OIS Discounting Still Causing Headaches
A recent article in Risk Magazine states that insurance companies are struggling to move to OIS discounting for their books and records for the following reasons:
- There's too much variability in the discounting methodologies being used across different counterparties and different asset classes to switch to OIS.
- Switching to a new discounting methodology will cause P&Ls to jump, thereby prompting questions, so some insurers prefer to stick with the pre-2008/9 status quo methodology.
- Switching to a new discounting methodology will require major changes to back-office processing systems, which will come at a significant cost.

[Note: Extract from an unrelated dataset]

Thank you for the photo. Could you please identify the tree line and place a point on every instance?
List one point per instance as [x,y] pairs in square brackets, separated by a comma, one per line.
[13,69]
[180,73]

Deconstructing these reasons one by one: (1) The insurers have a valid point. Multi-currency CSAs, and some general market inertia to switch to OIS discounting for anything other than IR derivatives, do cause valuations discrepancies between counterparties. However, as the mandatory central clearing of vanilla IR derivatives continues, and CSA currency silos gain wider adoption for the remaining bilateral derivatives portfolios, many of these valuations discrepancies will be ironed out. (2) The impact of a sudden P&L jump can be considerably softened by running historical back tests of one's portfolio NPV to compare LIBOR discounting with OIS discounting. The results of these back-tests can then be used to reasonably estimate the impact of switching to a new discounting methodology. This information can be used to diffuse any questions around a sudden jump in portfolio MV before-the-fact. (3) If today's knotty valuation problems are resolved in the manner explained in point (1), then firms will have no choice but to update their back-office systems and processes to reflect the prevailing market reality. Ben L.